JTC Corporation has planned to build a new semiconductor facility in Tampines as Singapore continues to back its large electronics sector despite a global slowdown. The first phase is to be completed by 2021.
JTC is also refurbishing its four wafer fabrication parks by adding greenery to them and connecting them to the island wide park connector network.
The two moves reflect the opportunities that remain for businesses and workers in the electronics sector here despite current uncertainties, said Senior Minister of State for Trade and Industry Chee Hong Tat yesterday.
Speaking at industrial development agency JTC’s Tampines Wafer Fab Park, Mr Chee pointed to the adoption of new technologies such as artificial intelligence, the Internet of Things and autonomous vehicles as driving new business opportunities in the electronics sector.
He added that the global automotive semiconductor market is expected to exceed US$65 billion (S$88 billion) in 2025.
“Similarly, new products in areas such as speech recognition and wearables in the consumer electronics market will continue to generate demand for semiconductors.”
The new 32,000 sq m JTC semicon Space in Tampines Wafer Fab Park will be purpose-built in three phases to meet the needs of semiconductor companies. It will feature vibration-sensitive flooring, for example, with specifications to meet the stringent requirements of semiconductor operations.
There is a similar existing facility at the Tampines park – the 22,700 sq m, four-storey JTC nanoSpace.

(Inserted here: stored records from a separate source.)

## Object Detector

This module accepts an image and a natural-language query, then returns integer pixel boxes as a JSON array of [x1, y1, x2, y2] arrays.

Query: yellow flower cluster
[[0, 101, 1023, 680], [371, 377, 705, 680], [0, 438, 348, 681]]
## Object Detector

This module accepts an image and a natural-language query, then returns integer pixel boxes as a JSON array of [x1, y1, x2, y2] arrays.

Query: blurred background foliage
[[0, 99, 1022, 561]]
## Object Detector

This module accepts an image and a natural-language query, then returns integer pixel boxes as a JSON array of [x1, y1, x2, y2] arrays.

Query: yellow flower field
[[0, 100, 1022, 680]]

The sprucing up of JTC’s wafer fabrication parks will begin with around 5.3km of sheltered walkways and 6.7km of cycling paths being built at the two parks in Pasir Ris and Tampines that will connect with the Park Connector Network. The wafer fabrication parks in Woodlands and North Coast will be refurbished later.
The enhancements at all four parks are expected to be completed by 2025. Said JTC chief executive officer Ng Lang: “These upcoming enhancements are a step forward in making our estates more conducive for our workers.”
The electronics sector accounts for around 90,000 jobs and about 7 per cent of Singapore’s gross domestic product. Players here are confident of a turnaround.
Global semiconductor company Micron Technology launched a new wafer fabrication facility here in August. STMicroelectronics expanded its Ang Mo Kio wafer fab facility in September, more than doubling its capacity.
The two investments followed a $30 million wafer fabrication facility opened by Systems on Silicon Manufacturing Company last year.
All three, together, will create about 1,000 new jobs in Singapore.